Florida sees COVID-19 surge in emergency room visits nearly as high as last winter

Rates of COVID-19 Emergency room patients in Florida have surged in recent weeks, approaching levels seen during the worst days of last winter’s virus surge, according to new figures from the Centers for Disease Control and Prevention.

Florida’s weekly average of emergency department patients with COVID-19 has risen to 2.64%, among the highest rates of any state during this summer’s COVID-19 surge, according to CDC data updated Friday.

Florida also saw sharp increases in trends in other key metrics that authorities now use to track COVID-19, including wastewater and nursing homes.

CDC graph of COVID-19 patients in Florida emergency departments through July 2, 2024.

center for disease control and prevention

The sharp increase in the number of COVID-19 patients in Florida emergency rooms is reminiscent of that in some western stateswith the virus trends increasing in recent weeks.

The trend remains high in the West, although emergency room visits due to COVID-19 now appear to have peaked in Hawaii, where patient numbers are at their highest in more than a year.

“In recent weeks, some surveillance systems have shown small nationwide increases in COVID-19; both widespread and localized surges are possible during the summer months,” the CDC said in a bulletin issued Wednesday.

According to CDC meteorologists, most states are also expected to see an increase in COVID-19 cases this week.

Hospital COVID-19 numbers have also increased in a growing number of states, the Centers for Disease Control and Prevention reported Friday in its weekly report on the virus.

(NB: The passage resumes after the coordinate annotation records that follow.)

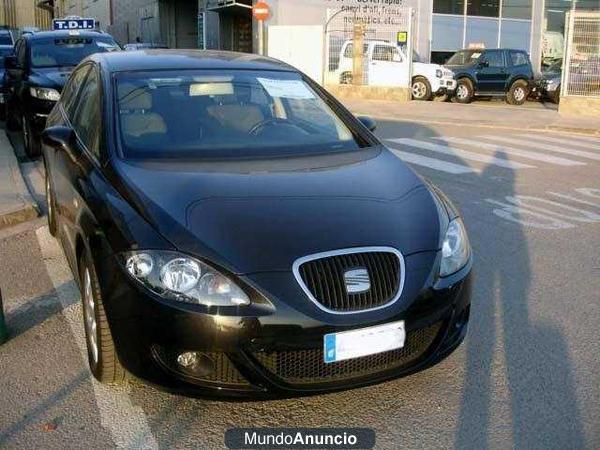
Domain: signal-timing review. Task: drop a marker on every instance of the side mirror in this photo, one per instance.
(60, 138)
(368, 122)
(10, 62)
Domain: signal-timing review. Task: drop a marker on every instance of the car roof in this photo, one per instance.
(38, 35)
(173, 59)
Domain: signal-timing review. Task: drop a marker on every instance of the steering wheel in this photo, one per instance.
(270, 121)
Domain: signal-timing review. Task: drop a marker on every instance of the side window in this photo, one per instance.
(69, 94)
(86, 121)
(518, 58)
(494, 58)
(383, 53)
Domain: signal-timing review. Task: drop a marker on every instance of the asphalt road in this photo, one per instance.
(527, 376)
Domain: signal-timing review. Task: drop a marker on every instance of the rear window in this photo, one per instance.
(68, 51)
(216, 114)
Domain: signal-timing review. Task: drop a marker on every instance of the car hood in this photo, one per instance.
(260, 216)
(55, 77)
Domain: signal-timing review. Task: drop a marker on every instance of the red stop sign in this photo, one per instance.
(261, 11)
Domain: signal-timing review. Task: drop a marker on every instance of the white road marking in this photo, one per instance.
(126, 422)
(452, 151)
(541, 146)
(563, 140)
(514, 151)
(433, 163)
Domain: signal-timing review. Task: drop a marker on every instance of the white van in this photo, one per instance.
(387, 65)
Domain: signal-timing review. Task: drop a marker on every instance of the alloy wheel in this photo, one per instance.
(89, 306)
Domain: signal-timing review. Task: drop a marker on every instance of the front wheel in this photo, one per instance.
(464, 91)
(102, 356)
(421, 89)
(518, 92)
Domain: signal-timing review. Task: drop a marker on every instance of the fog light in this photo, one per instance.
(196, 363)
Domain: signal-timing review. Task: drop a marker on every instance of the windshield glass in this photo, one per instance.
(216, 114)
(68, 51)
(464, 57)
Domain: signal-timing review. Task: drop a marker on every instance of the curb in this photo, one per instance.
(544, 129)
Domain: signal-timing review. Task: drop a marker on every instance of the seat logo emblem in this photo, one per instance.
(357, 280)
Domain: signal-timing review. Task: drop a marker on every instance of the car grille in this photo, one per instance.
(304, 367)
(324, 279)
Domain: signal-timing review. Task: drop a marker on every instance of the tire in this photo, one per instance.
(31, 143)
(102, 356)
(464, 91)
(518, 93)
(346, 78)
(421, 89)
(50, 205)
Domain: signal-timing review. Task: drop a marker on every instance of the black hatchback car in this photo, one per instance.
(36, 73)
(235, 229)
(491, 73)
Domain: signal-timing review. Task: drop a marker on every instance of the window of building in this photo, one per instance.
(484, 8)
(516, 9)
(448, 6)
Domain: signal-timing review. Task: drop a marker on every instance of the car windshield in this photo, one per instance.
(220, 114)
(464, 57)
(68, 51)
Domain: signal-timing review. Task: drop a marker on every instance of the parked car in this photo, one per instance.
(5, 50)
(388, 65)
(37, 72)
(493, 72)
(143, 46)
(234, 229)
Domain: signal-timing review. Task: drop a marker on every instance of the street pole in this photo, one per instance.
(3, 329)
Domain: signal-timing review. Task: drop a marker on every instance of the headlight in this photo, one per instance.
(455, 249)
(182, 278)
(45, 94)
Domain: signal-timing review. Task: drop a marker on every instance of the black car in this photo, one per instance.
(37, 72)
(234, 229)
(493, 72)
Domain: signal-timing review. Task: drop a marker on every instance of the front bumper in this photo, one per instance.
(275, 354)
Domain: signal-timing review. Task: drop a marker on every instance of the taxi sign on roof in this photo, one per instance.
(73, 24)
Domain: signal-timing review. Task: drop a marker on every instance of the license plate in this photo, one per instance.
(363, 342)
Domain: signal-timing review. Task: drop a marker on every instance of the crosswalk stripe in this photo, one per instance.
(564, 141)
(452, 151)
(514, 151)
(433, 163)
(540, 146)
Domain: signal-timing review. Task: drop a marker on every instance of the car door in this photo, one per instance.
(491, 73)
(385, 66)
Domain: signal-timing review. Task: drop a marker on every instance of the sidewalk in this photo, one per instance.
(16, 204)
(483, 114)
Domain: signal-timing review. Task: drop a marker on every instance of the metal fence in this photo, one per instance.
(369, 45)
(581, 73)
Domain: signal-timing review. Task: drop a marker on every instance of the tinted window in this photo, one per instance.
(86, 121)
(518, 58)
(225, 114)
(68, 51)
(72, 88)
(494, 58)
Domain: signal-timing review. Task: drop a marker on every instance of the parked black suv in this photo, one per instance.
(37, 72)
(497, 72)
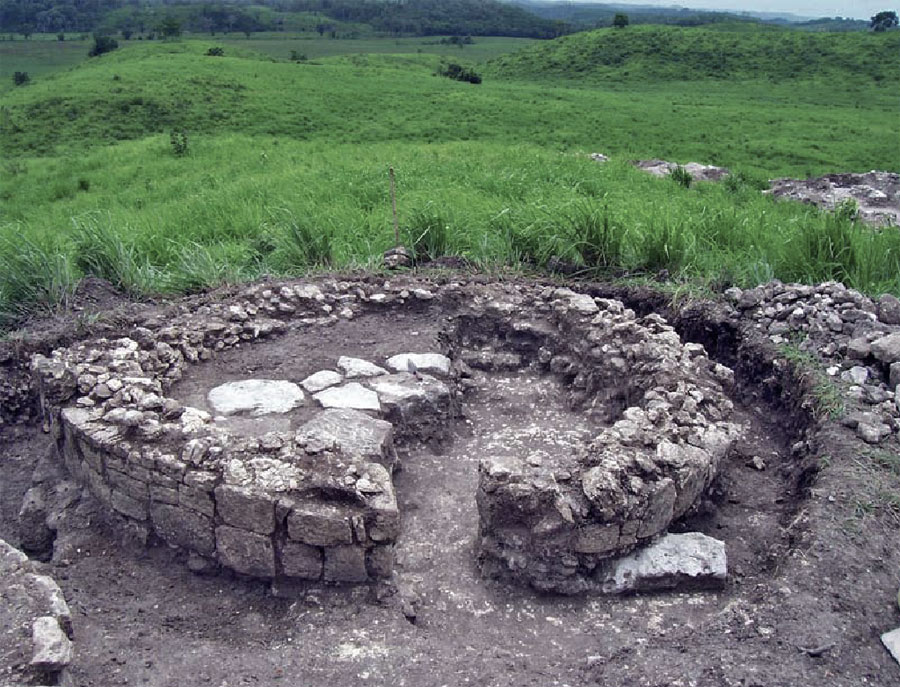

“Some parts of the country are experiencing continued increases in COVID-19 activity, including increases in positive COVID-19 tests and emergency department visits, and increases in COVID-19-related hospitalizations among adults 65 years and older in several locations,” the agency said.

The agency has been cautious in recent weeks, saying that the COVID-19 peak of this summer has arrived, saying the recent increases were driven by record low virus levels.

“Last winter, COVID-19 peaked in early January, declined rapidly in February and March, and in May 2024 was at its lowest level since March 2020,” the CDC said.

Outside of Florida and the West, emergency department visits related to the virus remain far from previous peaks, despite recent increases. Overall, the CDC says COVID-19 activity nationwide remains “low.”

In previous years, COVID-19 activity has increased at least twice a year since the start of the pandemic, once in the summer or early fall after a dip in the spring, and then again in the winter, driven by new variants of the virus.

According to estimates released by the CDC on Friday, the closely related variants KP.2 and KP.3 are now dominant nationwide, accounting for more than half of the cases in recent weeks.

Behind them, a mix of other variants has accelerated. LB.1 is the next largest, at 14.9% of cases. And in the region spanning New Mexico to Louisiana, the CDC estimates a new variant called KP.4.1 has risen to 17.9% of infections through June 22.